Healthy fats and your wellbeing

For many years, fat was thought to be the villain of the diet. But we now understand that there are different types of fat – and healthy fats are critical for long-term wellbeing.

So why are healthy fats so important, and which are your best picks? Here’s what you need to know about including the right type of fat in your diet.

What are dietary fats?

Dietary fat (which is different to body fat) is one of the key macronutrients within the human diet. They are made up of a compound called glycerol, which is linked to 3 fatty acids.
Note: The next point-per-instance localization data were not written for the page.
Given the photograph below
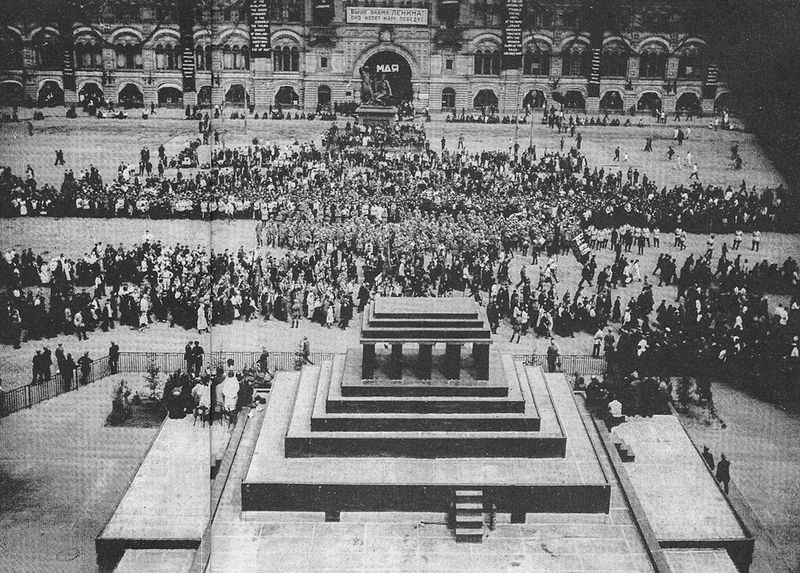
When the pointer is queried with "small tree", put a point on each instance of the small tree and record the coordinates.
(683, 392)
(120, 404)
(151, 379)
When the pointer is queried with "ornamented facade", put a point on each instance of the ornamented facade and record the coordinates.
(445, 54)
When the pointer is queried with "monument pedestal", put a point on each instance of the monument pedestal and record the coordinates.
(376, 115)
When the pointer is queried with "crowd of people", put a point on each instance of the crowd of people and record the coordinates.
(405, 135)
(356, 221)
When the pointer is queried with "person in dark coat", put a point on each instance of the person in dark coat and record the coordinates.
(708, 457)
(197, 358)
(724, 472)
(68, 372)
(85, 364)
(113, 357)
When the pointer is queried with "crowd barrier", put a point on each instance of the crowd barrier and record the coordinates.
(31, 394)
(582, 364)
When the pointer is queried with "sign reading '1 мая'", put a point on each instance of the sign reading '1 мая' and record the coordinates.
(396, 16)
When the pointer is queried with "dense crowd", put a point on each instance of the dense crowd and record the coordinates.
(406, 135)
(357, 221)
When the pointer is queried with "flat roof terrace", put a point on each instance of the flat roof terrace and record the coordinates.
(425, 307)
(572, 483)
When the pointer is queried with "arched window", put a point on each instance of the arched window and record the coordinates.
(487, 62)
(652, 64)
(485, 98)
(287, 10)
(691, 64)
(614, 61)
(173, 56)
(129, 56)
(323, 95)
(448, 98)
(237, 64)
(199, 58)
(536, 61)
(47, 51)
(286, 96)
(160, 60)
(286, 59)
(611, 101)
(88, 53)
(10, 51)
(575, 62)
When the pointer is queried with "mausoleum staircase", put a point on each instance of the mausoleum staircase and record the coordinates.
(468, 515)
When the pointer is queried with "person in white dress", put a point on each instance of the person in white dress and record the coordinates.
(202, 322)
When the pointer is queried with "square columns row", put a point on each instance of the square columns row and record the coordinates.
(452, 365)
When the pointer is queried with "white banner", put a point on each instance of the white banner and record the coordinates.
(396, 16)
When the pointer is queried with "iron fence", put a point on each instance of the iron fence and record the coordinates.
(582, 364)
(36, 392)
(27, 396)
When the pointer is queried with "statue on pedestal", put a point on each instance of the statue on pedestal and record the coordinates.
(374, 92)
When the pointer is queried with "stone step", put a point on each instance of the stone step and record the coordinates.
(428, 322)
(424, 405)
(469, 535)
(469, 507)
(424, 444)
(434, 388)
(427, 422)
(469, 521)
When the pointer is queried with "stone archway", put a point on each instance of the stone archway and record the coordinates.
(130, 96)
(170, 96)
(50, 94)
(649, 101)
(395, 69)
(535, 99)
(689, 101)
(11, 93)
(612, 101)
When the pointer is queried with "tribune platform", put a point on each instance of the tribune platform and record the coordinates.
(384, 439)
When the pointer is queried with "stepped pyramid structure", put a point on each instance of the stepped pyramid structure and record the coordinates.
(424, 417)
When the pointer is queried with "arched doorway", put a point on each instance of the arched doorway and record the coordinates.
(485, 99)
(90, 92)
(323, 96)
(131, 96)
(448, 98)
(287, 97)
(236, 94)
(535, 99)
(611, 102)
(649, 101)
(689, 102)
(169, 96)
(574, 99)
(204, 97)
(50, 95)
(10, 94)
(394, 68)
(724, 102)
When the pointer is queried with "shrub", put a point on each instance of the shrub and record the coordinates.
(151, 379)
(120, 403)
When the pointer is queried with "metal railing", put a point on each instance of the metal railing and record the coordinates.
(26, 396)
(31, 394)
(583, 364)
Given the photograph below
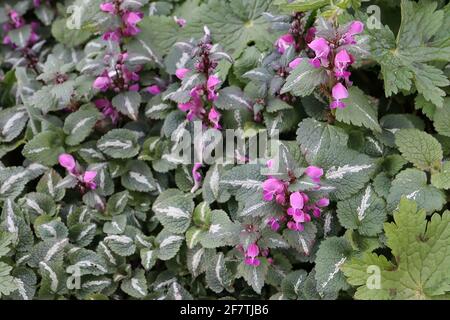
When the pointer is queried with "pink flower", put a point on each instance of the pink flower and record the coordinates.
(314, 173)
(284, 42)
(324, 202)
(274, 188)
(211, 84)
(273, 223)
(214, 118)
(154, 89)
(322, 50)
(354, 28)
(67, 161)
(102, 83)
(196, 176)
(107, 109)
(180, 21)
(131, 19)
(338, 92)
(342, 61)
(251, 254)
(114, 36)
(88, 179)
(181, 73)
(108, 7)
(294, 63)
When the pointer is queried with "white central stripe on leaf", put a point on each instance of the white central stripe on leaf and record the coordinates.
(80, 124)
(169, 240)
(10, 123)
(116, 144)
(338, 173)
(364, 205)
(140, 178)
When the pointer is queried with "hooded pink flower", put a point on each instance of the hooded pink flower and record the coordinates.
(342, 61)
(107, 109)
(273, 223)
(180, 21)
(67, 161)
(214, 118)
(196, 176)
(181, 73)
(274, 188)
(314, 173)
(284, 42)
(211, 84)
(154, 89)
(251, 254)
(354, 28)
(338, 92)
(114, 36)
(322, 50)
(102, 83)
(108, 7)
(294, 63)
(88, 179)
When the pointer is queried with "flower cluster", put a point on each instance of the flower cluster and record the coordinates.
(129, 21)
(85, 180)
(332, 55)
(202, 96)
(16, 21)
(296, 205)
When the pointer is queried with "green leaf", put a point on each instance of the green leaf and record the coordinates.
(412, 184)
(420, 148)
(128, 103)
(173, 209)
(332, 254)
(404, 60)
(314, 136)
(139, 177)
(78, 125)
(304, 79)
(136, 286)
(364, 212)
(12, 123)
(254, 275)
(420, 269)
(169, 244)
(119, 143)
(360, 111)
(441, 179)
(45, 147)
(218, 277)
(122, 245)
(248, 24)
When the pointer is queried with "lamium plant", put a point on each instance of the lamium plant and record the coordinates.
(224, 149)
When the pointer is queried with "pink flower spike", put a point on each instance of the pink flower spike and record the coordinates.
(284, 42)
(251, 254)
(338, 92)
(67, 161)
(322, 50)
(324, 202)
(314, 173)
(296, 200)
(154, 89)
(214, 118)
(102, 83)
(294, 63)
(181, 73)
(196, 176)
(180, 21)
(108, 7)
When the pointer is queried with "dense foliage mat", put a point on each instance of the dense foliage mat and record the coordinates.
(120, 177)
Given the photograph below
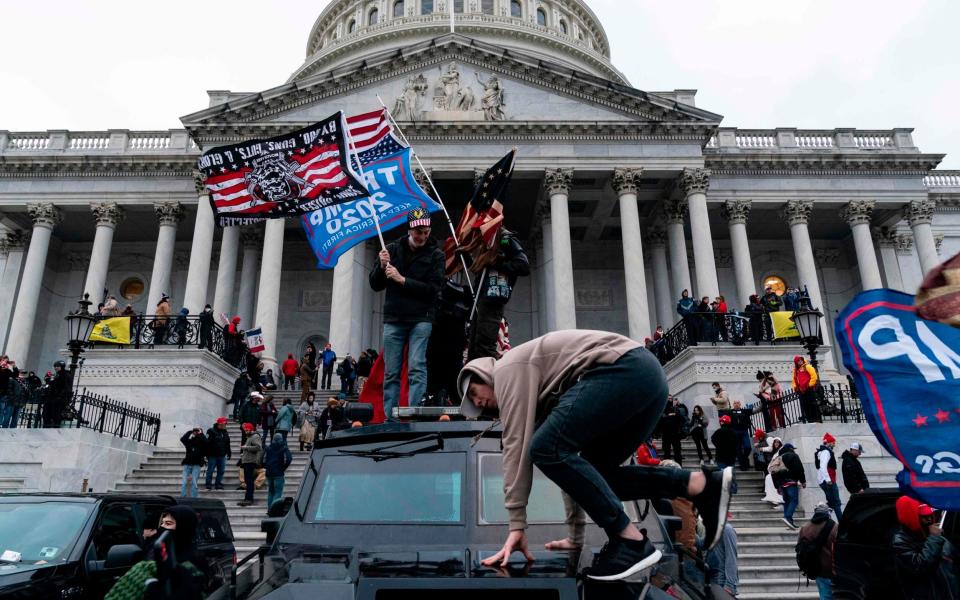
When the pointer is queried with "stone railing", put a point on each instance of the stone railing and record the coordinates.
(114, 141)
(845, 140)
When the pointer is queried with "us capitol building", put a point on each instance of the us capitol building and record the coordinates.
(622, 197)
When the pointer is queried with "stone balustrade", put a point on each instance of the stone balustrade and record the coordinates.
(114, 141)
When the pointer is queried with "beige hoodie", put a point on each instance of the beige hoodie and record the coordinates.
(523, 381)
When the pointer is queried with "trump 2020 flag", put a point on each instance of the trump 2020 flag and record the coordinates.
(907, 372)
(393, 190)
(284, 176)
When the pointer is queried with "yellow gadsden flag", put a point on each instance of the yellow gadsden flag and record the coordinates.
(112, 331)
(783, 327)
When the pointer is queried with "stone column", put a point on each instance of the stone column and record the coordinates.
(170, 214)
(226, 271)
(661, 277)
(13, 245)
(268, 297)
(920, 215)
(797, 214)
(201, 250)
(108, 216)
(625, 183)
(679, 264)
(250, 238)
(694, 184)
(857, 214)
(45, 218)
(736, 212)
(564, 299)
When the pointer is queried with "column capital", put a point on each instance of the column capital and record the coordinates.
(626, 181)
(559, 181)
(107, 214)
(695, 181)
(736, 211)
(45, 214)
(169, 213)
(797, 212)
(920, 212)
(858, 212)
(675, 211)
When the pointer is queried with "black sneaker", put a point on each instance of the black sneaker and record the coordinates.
(620, 559)
(714, 502)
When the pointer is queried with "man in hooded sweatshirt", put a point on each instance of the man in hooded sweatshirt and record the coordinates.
(578, 415)
(927, 564)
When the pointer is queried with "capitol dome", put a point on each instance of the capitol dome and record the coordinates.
(564, 32)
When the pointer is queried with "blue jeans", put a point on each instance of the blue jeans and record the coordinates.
(582, 449)
(192, 471)
(220, 463)
(791, 498)
(274, 490)
(395, 337)
(832, 492)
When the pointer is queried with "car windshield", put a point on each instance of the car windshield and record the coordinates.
(425, 488)
(40, 532)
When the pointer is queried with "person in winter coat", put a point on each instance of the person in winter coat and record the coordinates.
(926, 562)
(196, 445)
(206, 328)
(218, 452)
(789, 481)
(805, 381)
(285, 419)
(854, 479)
(250, 460)
(289, 368)
(276, 460)
(411, 272)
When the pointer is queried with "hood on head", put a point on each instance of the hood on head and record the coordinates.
(482, 368)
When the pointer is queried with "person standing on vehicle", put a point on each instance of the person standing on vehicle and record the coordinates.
(926, 562)
(826, 464)
(218, 452)
(196, 446)
(814, 550)
(578, 416)
(854, 479)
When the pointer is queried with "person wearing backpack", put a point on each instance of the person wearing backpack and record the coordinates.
(814, 550)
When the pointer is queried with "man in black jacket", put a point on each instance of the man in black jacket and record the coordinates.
(411, 272)
(218, 452)
(854, 479)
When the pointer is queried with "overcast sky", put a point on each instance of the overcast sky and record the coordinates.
(95, 65)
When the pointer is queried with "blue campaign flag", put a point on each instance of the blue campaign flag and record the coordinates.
(907, 372)
(393, 193)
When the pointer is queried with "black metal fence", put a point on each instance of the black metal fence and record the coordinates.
(830, 403)
(85, 410)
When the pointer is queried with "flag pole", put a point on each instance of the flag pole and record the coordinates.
(416, 157)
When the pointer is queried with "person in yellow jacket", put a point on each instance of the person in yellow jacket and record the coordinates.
(805, 382)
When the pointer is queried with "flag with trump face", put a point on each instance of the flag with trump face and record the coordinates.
(283, 176)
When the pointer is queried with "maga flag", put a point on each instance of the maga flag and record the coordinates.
(111, 331)
(907, 372)
(482, 218)
(283, 176)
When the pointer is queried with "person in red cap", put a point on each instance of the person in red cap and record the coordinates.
(218, 452)
(826, 464)
(926, 562)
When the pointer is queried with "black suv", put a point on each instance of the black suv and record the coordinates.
(409, 510)
(75, 546)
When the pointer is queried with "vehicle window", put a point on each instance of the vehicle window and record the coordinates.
(41, 531)
(425, 488)
(117, 526)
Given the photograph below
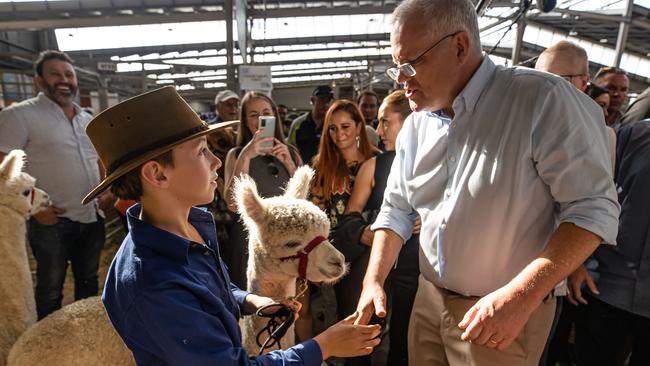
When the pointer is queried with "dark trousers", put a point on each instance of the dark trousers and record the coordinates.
(53, 246)
(605, 335)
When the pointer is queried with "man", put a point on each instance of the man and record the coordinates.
(368, 103)
(639, 109)
(568, 61)
(615, 316)
(51, 130)
(226, 106)
(305, 131)
(616, 82)
(492, 160)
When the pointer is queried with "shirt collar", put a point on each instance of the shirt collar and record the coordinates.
(162, 241)
(472, 91)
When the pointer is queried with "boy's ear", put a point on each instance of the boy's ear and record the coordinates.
(152, 173)
(298, 186)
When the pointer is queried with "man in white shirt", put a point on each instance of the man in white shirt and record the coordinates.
(492, 160)
(51, 129)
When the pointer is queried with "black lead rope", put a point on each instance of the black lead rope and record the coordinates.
(277, 326)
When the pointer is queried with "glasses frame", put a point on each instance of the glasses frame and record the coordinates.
(407, 69)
You may also hear them referred to as ‘lipids’.

When it comes to fats, there are a few different types, including:

  • Polyunsaturated fats – liquid at room temperature

  • Monounsaturated fats – liquid at room temperature, but solid once chilled

  • Saturated fats – solid at room temperature

  • Trans-fats – a type of fat that is created when a monounsaturated or polyunsaturated fat is changed so it is solid at room temperature (think margarine). This can occur naturally in small amounts, but is far more common and abundant in highly processed foods

Keep in mind that most foods will have a combination of different fat types within them.

Some also contain essential fatty acids, which are compounds found in certain fats that the human body can’t produce. As a result, we need to consume them through the diet to reap the benefits of these acids. The one you most likely know of is omega-3 fatty acids.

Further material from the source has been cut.